A refrigerator works between $${4^ \circ }C$$  and $${30^ \circ }C.$$  It is required to remove 600 calories of heat every second in order to keep the temperature of the refrigerated space constant. The power required is
(Take, $$1\,cal = 4.2\,Joules$$   )

Solution :
Given, temperature of source,
$$T = {30^ \circ }C = 30 + 273 \Rightarrow {T_1} = 303\,K$$
Temperature of sink, $${T_2} = {4^ \circ }C = 4 + 273$$
$${T_2} = 277\,K$$
As, we know that $$\frac{{{Q_1}}}{{{Q_2}}} = \frac{{{T_1}}}{{{T_2}}} \Rightarrow \frac{{{Q_2} + W}}{{{Q_2}}} = \frac{{{T_1}}}{{{T_2}}}\,\,\left\{ {\because W = {Q_1} - {Q_2}} \right\}$$
where $${{Q_2}}$$ is the amount of heat drawn from the sink (at $${{T_2}}$$ ), $$W$$ is workdone on working substance, $${{Q_1}}$$ is amount of heat rejected to source (at room temperature $${{T_1}}$$ ).

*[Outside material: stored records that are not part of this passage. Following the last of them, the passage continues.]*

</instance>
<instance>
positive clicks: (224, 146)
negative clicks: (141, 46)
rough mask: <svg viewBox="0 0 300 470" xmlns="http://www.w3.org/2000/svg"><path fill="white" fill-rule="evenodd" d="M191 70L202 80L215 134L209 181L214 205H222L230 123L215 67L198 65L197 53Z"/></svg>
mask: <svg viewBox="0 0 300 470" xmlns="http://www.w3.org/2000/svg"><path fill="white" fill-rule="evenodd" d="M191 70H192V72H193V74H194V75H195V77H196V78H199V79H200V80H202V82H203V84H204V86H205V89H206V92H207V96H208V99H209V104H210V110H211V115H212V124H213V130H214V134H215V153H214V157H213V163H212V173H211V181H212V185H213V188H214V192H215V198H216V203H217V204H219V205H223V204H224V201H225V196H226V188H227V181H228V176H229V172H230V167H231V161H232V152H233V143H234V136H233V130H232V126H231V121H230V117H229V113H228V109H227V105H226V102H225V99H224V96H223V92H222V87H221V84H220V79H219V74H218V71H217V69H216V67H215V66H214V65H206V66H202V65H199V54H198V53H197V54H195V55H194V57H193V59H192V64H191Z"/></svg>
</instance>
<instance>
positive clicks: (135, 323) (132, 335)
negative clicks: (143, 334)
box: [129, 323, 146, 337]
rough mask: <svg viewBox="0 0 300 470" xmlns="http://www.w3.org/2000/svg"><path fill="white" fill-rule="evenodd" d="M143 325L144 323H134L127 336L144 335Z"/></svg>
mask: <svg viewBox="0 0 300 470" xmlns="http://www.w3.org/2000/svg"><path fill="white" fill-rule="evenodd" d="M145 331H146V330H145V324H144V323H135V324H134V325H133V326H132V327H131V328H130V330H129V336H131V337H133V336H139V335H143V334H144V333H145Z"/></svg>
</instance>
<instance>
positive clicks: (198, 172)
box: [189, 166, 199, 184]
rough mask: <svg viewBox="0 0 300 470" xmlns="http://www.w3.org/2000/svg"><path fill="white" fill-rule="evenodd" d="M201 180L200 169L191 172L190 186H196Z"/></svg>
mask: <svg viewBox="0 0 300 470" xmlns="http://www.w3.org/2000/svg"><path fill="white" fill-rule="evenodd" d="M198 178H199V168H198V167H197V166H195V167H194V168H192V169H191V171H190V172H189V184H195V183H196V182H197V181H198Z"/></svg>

$$\eqalign{ & \Rightarrow W{T_2} + {T_2}{Q_2} = {T_1}{Q_2} \cr & \Rightarrow W{T_2} = {T_1}{Q_2} - {T_2}{Q_2} \cr & \Rightarrow W{T_2} = {Q_2}\left( {{T_1} - {T_2}} \right) \cr & \Rightarrow W = {Q_2}\left( {\frac{{{T_1}}}{{{T_2}}} - 1} \right) \cr & \Rightarrow W = 600 \times 4.2 \times \left( {\frac{{303}}{{277}} - 1} \right) \cr & W = 600 \times 4.2 \times \left( {\frac{{26}}{{277}}} \right) \cr & W = 236.5\,Joules \cr & {\text{Power}} = \frac{{{\text{Work done}}}}{{{\text{Time}}}} = \frac{W}{t} = \frac{{236.5}}{1} = 236.5\,W \cr} $$